The union chief told The Freeport News that "a good amount" of individuals have expressed dissatisfaction over the outcome.
"It has been brought to my attention that there were persons who felt as though they should have been promoted in various positions and they were not," she said, adding that some are not making the case for themselves.
"Some felt that they were overlooked."
In fact, Wilson said it is an issue she has discussed with Minister of Education Jerome Fitzgerald, as it is emanating throughout The Bahamas.
"It is something that we really take seriously because we would like for persons to be motivated and work hard," she said.
"And when you seek to be promoted and you work towards promotion, we would like for the persons who are promoted to really be deserving of the promotion and not because of favoritism or some other factors."
While she would not say that the BUT does not support some of the promotions, Wilson said they do note that in some instances other persons who could have been also promoted, were not.
"But we intend to, as much as the ministry and the Department of Education personnel, whether they have been promoted or not, once they are prepared to cooperate, consult and network along with the union, we're prepared to work along with them," she said.
"Now if they're not prepared to work along with us, then they'll have to see the other side of the union."

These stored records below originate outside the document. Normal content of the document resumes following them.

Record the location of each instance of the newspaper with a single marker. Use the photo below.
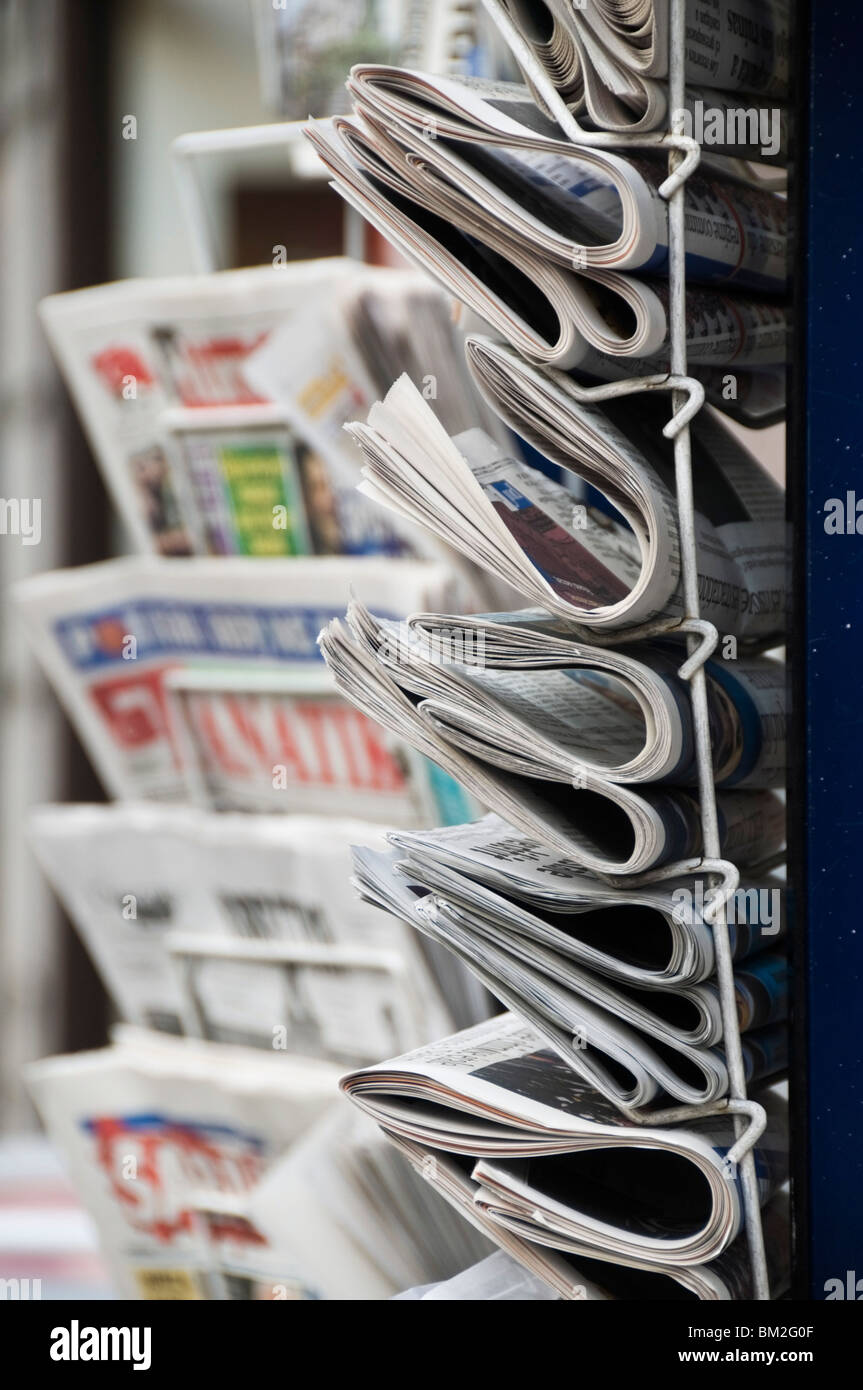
(588, 1279)
(138, 879)
(633, 1044)
(284, 741)
(557, 1164)
(567, 710)
(328, 1001)
(603, 571)
(481, 150)
(109, 634)
(652, 936)
(605, 61)
(357, 1216)
(150, 1123)
(552, 316)
(305, 46)
(607, 827)
(214, 403)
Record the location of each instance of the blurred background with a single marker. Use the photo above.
(79, 205)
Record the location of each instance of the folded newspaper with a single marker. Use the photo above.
(514, 691)
(357, 1215)
(481, 150)
(653, 936)
(109, 634)
(214, 403)
(555, 1164)
(605, 826)
(156, 1129)
(599, 570)
(138, 879)
(631, 1043)
(553, 316)
(584, 1278)
(284, 741)
(605, 61)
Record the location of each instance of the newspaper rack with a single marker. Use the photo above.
(702, 637)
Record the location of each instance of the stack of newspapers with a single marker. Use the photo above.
(213, 891)
(578, 900)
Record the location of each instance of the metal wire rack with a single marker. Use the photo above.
(702, 637)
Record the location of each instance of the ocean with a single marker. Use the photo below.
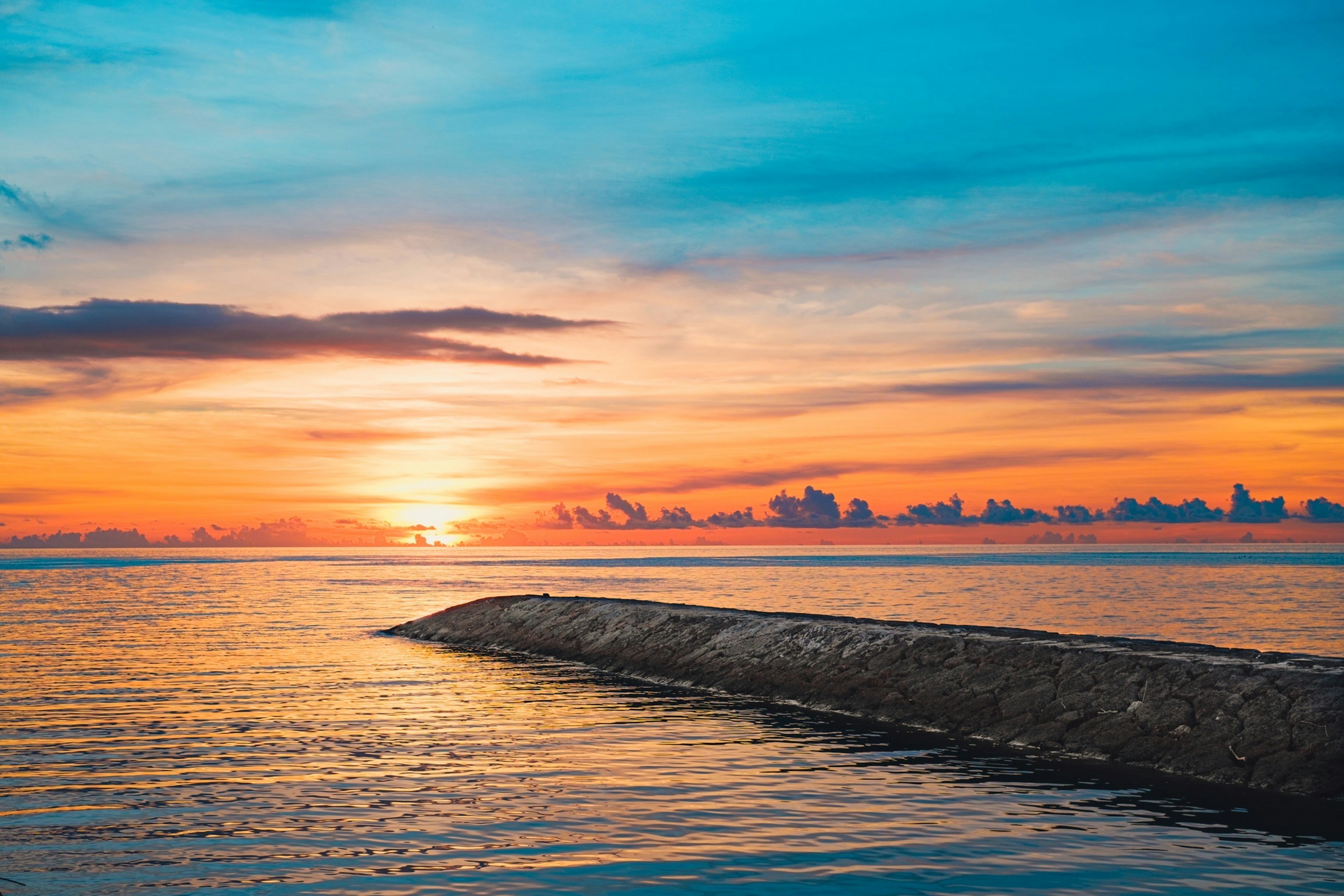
(182, 722)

The BUT, she also disclosed, is also monitoring payment of increments for teachers that were due back in July, but which were not paid out in full as a result of a "miscommunication."

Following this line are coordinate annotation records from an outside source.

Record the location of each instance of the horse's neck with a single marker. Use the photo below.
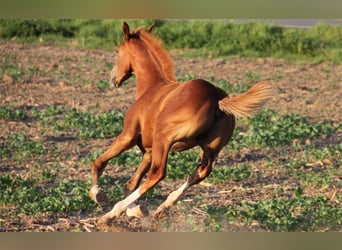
(148, 74)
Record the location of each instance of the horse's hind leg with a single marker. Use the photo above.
(211, 145)
(201, 172)
(123, 142)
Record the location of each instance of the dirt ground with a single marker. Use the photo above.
(68, 76)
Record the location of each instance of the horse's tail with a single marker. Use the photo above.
(248, 102)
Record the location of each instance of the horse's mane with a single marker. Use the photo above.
(156, 47)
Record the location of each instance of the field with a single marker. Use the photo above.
(280, 172)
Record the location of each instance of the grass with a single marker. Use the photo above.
(45, 189)
(216, 38)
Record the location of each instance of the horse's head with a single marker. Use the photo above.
(123, 68)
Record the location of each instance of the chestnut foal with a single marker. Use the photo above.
(168, 117)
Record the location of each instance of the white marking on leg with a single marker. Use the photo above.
(121, 206)
(172, 198)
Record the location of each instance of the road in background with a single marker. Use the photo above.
(296, 23)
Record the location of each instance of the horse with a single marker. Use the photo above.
(167, 116)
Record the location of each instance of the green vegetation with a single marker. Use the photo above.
(201, 37)
(280, 172)
(44, 190)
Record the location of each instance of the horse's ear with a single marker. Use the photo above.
(126, 31)
(149, 30)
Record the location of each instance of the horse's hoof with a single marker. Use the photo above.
(159, 214)
(100, 198)
(138, 211)
(104, 220)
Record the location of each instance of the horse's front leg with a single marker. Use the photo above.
(156, 173)
(123, 142)
(132, 184)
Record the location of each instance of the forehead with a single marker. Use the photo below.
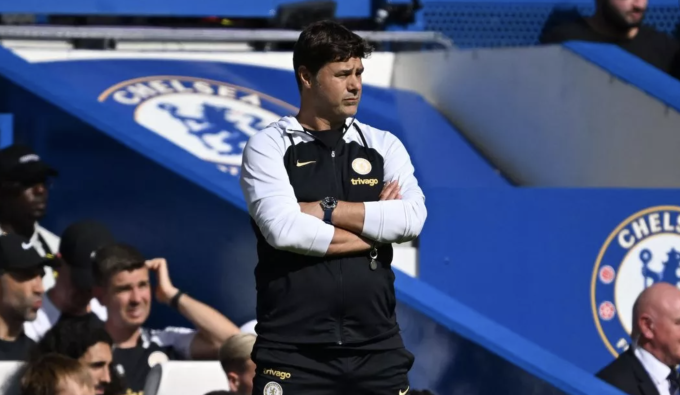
(130, 276)
(349, 64)
(23, 275)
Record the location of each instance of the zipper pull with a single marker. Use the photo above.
(373, 255)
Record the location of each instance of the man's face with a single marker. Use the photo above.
(624, 14)
(128, 298)
(666, 331)
(27, 200)
(337, 89)
(78, 299)
(68, 386)
(21, 293)
(98, 360)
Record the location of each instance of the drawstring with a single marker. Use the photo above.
(369, 153)
(292, 145)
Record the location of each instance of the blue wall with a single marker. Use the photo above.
(526, 257)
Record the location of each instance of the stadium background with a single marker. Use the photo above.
(530, 158)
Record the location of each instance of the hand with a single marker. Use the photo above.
(313, 208)
(164, 290)
(391, 191)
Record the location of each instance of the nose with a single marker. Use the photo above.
(106, 375)
(38, 287)
(39, 188)
(354, 84)
(136, 296)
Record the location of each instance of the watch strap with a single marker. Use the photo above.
(327, 215)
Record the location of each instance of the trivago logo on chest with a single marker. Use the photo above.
(210, 119)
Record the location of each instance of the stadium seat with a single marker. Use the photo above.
(182, 378)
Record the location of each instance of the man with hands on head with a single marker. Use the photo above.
(123, 286)
(328, 195)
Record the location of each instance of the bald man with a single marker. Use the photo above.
(648, 367)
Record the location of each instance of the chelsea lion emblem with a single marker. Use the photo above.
(212, 120)
(643, 250)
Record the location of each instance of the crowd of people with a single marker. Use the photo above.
(84, 298)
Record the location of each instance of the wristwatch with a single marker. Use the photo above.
(328, 204)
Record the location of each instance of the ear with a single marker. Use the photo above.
(306, 77)
(233, 381)
(646, 324)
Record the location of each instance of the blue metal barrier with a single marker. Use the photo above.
(233, 9)
(6, 130)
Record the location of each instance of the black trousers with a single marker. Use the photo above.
(331, 372)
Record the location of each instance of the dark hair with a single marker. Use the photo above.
(325, 42)
(43, 375)
(72, 336)
(115, 258)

"Some individuals received the increment in July and we were expecting that this month the remainder of our persons will receive the other increment that we agreed to," Wilson stated.

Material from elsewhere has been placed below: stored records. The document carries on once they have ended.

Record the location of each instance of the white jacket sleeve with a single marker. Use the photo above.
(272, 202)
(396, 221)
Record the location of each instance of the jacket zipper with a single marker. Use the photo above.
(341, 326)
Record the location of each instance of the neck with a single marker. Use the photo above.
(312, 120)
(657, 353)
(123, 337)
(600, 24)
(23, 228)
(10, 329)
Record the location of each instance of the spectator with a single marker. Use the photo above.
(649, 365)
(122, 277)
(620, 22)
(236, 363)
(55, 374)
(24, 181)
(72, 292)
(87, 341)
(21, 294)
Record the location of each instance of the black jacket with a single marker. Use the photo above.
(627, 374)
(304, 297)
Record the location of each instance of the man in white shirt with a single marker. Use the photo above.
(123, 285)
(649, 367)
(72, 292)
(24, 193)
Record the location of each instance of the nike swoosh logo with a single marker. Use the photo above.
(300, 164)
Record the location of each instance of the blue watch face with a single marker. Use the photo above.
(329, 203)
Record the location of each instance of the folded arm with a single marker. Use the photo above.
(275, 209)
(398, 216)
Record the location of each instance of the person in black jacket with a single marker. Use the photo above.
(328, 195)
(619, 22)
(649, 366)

"It seems as though there was a miscommunication among whoever the Ministry of Finance, Treasury, whomever."
Nonetheless, the union anticipates payment will be made this month.
As for the coveted medical insurance, which the union fought hard for and which became effective on July 1, 2012, Wilson said some 3,000 members have signed up.
The BUT, which stands 4,000-strong, secured an historic contract, signed earlier this year affords its membership for the first time in the organization's 40 year history major medical insurance coverage with Colina Imperial.
Those who did not take advantage, she said, didn't do so either because their spouse was also employed by the government and already had medical coverage or, in another case, they were unable to attach their dependents to the plan as it only covers the members.
"There are those teachers, too, who are single parents who have a child and their insurance already includes their child, they did not want to drop that and leave their child uncovered," she explained.
Wilson said while the BUT's main concern is coverage for its members, they are presently preparing for the 2013-2016 agreement and hopes to get a proposal in to government as early as January 2013.
"When it comes to that issue, we would have to at least discuss the possibility of adding a spouse or a dependent," she foreshadowed.
Wilson also addressed concerns regarding the 184 new teachers entering the public system this year.
"This year is the first that the majority of the teachers have been placed and many have been assigned to the Family Islands," she said.
"The only concern with the new teachers at this point is that when they go to the Family Islands the government pays the rent and the landlords require first and last month and security."
The BUT chief said discussions are underway with the ministry to look at having the landlords wave the traditional requirements in exchange for government ensuring rent will be paid in a timely manner each month.